Trying to describe this experi­ence in words is a daunting task. I strongly feel it’s something you need to personally experience to fully appreciate the beauty and serenity that this trail has to offer. Every day of my trek was a gradual climb through forests, waterfalls and mountains.

The higher I went, the clos­er I felt to the mountains. For me, the highlight was reaching the ancient Tibetan settlements at Samagaon where everyone spoke only Tibetan language with the exception of a few youngsters. It sure was chal­lenging to hold a conversation there.

Even though we didn’t speak the same language, the native Tibetan ladies still extended their hospitality and I was reg­ularly invited to their homes for tea. Another highlight would have to be the Birendra Lake. As I was making my way towards the lake, I asked about it to a trekker returning from the lake. He simply replied, “It’s a place for the soul”, and I couldn’t agree more. I spent two hours at this lake, a place of peace and self-reflection, which had me returning as a much calmer ver­sion of myself.
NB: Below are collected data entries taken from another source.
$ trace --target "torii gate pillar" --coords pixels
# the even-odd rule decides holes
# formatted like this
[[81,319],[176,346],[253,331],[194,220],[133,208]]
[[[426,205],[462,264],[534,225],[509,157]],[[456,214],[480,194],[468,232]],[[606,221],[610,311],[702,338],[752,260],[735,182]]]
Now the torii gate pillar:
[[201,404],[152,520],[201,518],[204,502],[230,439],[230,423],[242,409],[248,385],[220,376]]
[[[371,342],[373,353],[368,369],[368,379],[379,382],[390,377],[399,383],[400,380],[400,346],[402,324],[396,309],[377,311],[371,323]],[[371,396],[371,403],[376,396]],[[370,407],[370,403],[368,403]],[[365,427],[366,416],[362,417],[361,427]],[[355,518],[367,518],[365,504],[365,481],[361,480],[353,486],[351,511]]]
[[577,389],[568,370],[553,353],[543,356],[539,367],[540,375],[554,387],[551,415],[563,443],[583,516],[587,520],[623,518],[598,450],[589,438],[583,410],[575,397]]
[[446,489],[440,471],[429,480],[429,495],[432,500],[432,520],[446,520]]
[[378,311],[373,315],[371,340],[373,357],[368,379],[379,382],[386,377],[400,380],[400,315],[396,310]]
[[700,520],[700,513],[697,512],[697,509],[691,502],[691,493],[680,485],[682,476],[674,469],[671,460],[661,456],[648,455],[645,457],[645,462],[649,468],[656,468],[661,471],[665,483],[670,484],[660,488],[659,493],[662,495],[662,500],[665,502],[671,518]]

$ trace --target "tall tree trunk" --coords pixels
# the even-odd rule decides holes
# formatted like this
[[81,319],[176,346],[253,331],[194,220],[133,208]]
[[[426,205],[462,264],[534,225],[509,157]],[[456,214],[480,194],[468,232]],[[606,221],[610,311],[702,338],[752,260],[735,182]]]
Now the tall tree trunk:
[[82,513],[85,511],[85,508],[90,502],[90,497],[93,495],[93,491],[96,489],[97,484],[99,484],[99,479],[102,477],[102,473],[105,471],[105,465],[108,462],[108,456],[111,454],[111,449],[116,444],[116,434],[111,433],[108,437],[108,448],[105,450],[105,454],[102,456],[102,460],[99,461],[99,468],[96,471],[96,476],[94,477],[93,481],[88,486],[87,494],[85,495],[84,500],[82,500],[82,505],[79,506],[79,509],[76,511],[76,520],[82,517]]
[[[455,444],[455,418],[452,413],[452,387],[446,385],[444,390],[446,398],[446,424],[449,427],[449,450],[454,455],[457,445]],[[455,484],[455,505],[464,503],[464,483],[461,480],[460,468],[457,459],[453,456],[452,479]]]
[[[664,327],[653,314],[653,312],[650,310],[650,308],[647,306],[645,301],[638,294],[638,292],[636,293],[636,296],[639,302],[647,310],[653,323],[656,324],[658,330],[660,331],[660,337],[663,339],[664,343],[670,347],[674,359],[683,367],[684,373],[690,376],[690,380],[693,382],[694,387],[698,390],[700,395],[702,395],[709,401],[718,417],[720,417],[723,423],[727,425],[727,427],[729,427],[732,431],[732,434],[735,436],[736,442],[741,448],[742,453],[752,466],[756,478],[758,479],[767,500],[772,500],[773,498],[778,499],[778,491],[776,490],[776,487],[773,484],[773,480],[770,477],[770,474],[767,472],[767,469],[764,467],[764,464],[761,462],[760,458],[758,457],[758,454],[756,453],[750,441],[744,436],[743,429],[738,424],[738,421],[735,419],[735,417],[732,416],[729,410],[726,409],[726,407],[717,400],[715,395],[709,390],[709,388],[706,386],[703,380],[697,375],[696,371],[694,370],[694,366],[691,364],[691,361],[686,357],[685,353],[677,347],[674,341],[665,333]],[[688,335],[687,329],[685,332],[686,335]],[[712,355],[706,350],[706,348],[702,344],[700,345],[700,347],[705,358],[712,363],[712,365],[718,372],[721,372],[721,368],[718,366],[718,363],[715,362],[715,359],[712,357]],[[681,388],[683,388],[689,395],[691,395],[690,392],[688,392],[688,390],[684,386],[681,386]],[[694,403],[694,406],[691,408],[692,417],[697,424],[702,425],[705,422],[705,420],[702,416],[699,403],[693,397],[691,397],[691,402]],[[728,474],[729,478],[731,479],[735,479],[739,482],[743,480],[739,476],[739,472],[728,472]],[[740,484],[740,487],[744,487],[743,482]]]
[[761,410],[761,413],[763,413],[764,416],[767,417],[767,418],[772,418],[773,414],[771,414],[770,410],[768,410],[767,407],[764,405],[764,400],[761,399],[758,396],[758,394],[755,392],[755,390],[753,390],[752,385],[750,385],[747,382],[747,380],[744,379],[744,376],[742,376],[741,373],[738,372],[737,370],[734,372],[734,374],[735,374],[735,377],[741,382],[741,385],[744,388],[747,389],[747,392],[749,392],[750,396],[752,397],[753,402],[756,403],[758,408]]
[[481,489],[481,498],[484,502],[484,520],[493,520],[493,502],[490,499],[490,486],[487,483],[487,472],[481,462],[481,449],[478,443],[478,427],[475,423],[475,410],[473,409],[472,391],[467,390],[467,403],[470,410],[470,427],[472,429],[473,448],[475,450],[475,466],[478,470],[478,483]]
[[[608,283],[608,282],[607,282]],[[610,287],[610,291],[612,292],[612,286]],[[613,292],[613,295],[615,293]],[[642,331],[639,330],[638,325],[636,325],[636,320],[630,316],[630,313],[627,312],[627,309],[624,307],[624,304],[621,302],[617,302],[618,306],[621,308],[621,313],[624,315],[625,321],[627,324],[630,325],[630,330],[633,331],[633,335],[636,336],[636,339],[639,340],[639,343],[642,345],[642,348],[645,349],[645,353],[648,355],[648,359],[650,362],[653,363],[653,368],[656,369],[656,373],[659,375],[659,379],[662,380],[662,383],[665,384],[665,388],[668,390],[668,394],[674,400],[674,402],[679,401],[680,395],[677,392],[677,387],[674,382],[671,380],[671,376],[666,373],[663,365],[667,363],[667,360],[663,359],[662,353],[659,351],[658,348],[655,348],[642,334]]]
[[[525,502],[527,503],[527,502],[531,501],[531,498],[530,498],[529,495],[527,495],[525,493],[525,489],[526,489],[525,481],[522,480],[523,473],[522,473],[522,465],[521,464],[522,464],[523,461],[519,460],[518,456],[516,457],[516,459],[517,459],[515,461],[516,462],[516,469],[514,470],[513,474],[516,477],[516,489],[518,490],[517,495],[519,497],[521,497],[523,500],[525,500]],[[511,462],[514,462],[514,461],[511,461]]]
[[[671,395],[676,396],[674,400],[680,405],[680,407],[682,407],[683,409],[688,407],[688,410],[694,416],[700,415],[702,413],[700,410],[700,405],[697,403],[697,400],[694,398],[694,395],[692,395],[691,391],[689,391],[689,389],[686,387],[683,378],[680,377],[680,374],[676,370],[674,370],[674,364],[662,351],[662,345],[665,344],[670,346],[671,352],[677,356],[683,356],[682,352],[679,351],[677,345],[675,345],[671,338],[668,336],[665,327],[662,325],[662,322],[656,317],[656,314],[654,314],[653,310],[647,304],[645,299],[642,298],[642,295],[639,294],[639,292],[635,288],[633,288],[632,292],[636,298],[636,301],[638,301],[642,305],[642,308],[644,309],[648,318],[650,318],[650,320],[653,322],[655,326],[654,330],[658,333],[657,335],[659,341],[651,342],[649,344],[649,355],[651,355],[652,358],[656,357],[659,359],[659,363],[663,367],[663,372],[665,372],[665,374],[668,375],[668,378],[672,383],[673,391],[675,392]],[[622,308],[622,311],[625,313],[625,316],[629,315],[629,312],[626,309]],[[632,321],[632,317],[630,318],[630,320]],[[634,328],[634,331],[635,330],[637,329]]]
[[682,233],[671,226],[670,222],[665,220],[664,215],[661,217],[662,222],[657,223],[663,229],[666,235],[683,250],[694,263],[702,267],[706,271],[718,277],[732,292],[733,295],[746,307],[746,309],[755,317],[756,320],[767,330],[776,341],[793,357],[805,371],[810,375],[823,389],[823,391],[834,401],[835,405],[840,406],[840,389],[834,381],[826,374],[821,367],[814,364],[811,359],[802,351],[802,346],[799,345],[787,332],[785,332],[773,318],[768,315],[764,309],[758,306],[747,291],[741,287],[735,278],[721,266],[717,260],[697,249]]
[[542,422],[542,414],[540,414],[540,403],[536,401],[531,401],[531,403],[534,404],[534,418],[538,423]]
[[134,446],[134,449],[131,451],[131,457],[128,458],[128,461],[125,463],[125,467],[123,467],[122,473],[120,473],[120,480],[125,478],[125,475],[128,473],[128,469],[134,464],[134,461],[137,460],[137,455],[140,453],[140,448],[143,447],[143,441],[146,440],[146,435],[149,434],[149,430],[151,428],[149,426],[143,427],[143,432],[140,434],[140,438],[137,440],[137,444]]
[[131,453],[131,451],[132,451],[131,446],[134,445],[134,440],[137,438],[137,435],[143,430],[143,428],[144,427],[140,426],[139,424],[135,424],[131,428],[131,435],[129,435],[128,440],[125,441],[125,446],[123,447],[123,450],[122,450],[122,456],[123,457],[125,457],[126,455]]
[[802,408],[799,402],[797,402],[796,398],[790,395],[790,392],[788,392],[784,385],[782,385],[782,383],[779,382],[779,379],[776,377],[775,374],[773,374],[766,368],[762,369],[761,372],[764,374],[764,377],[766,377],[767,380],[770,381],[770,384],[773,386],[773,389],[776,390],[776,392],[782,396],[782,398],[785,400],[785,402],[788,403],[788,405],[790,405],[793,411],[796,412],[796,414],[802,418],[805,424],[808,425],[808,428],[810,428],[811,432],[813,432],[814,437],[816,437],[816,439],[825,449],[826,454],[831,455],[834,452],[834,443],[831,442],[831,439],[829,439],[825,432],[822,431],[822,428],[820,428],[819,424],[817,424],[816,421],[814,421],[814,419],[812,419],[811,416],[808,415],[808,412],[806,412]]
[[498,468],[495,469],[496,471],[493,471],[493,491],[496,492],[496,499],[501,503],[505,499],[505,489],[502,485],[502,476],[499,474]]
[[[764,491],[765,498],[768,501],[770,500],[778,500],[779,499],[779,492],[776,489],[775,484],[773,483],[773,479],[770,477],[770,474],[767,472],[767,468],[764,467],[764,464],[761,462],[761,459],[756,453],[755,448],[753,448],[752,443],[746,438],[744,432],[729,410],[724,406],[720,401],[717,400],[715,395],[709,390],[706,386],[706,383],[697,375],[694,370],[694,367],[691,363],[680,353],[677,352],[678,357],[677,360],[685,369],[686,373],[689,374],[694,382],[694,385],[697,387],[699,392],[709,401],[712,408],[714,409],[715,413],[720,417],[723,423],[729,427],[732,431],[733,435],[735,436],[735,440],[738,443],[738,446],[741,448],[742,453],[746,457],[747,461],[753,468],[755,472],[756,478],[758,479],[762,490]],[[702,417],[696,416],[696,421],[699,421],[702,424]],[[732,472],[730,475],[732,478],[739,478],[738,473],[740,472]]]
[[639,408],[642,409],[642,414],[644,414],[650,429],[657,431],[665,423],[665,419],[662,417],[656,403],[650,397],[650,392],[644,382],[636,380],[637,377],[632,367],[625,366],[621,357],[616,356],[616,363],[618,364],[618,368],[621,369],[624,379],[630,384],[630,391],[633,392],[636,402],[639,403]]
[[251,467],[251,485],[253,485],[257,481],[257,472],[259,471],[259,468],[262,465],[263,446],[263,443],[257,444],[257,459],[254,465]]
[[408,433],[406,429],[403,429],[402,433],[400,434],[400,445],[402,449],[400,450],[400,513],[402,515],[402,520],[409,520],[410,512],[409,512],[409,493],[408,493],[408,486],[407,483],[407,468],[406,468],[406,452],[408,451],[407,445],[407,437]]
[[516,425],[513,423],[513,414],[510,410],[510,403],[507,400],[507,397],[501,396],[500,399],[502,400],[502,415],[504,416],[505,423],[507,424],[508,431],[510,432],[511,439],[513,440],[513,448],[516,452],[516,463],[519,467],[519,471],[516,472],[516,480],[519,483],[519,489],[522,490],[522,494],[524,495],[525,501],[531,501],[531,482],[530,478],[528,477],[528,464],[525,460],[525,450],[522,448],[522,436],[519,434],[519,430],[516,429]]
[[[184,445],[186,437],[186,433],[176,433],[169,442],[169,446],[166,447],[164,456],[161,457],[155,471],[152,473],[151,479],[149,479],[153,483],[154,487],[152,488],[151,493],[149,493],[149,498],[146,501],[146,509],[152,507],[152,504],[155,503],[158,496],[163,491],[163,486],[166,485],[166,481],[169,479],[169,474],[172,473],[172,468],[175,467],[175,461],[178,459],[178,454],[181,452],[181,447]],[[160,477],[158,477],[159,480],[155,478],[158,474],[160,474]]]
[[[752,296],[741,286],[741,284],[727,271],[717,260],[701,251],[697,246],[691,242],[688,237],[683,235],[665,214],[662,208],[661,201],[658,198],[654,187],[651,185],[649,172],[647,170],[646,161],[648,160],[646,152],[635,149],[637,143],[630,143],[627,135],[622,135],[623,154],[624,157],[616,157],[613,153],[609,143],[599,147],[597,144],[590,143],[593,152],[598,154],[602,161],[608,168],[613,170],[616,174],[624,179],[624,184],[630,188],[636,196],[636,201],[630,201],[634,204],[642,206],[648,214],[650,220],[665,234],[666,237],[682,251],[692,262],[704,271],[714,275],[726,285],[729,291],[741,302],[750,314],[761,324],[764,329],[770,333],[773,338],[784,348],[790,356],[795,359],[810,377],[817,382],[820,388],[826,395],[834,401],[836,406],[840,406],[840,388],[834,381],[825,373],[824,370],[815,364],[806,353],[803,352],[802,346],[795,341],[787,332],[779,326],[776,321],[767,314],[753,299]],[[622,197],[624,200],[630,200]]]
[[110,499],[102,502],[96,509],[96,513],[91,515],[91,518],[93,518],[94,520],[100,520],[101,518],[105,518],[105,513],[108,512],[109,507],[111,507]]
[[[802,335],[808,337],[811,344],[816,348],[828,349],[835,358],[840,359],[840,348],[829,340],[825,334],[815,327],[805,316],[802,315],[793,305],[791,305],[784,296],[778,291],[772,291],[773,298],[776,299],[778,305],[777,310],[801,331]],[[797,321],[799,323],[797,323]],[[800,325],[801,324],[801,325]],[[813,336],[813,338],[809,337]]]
Athough the trail is undoubt­edly one of the most beautiful in Nepal, not many people go here. This is mostly due to the fact that it has been designat­ed a restricted area in order to preserve its natural state. But this also affects local economy. Because few people go here the hotels and local businesses don’t gain visitors and then even fewer people hear about it.

I fear that this will result in a slow death of local cultures and customs. As we see in oth­er remote regions of Nepal, people invariably head to cit­ies in search of opportunity and stability.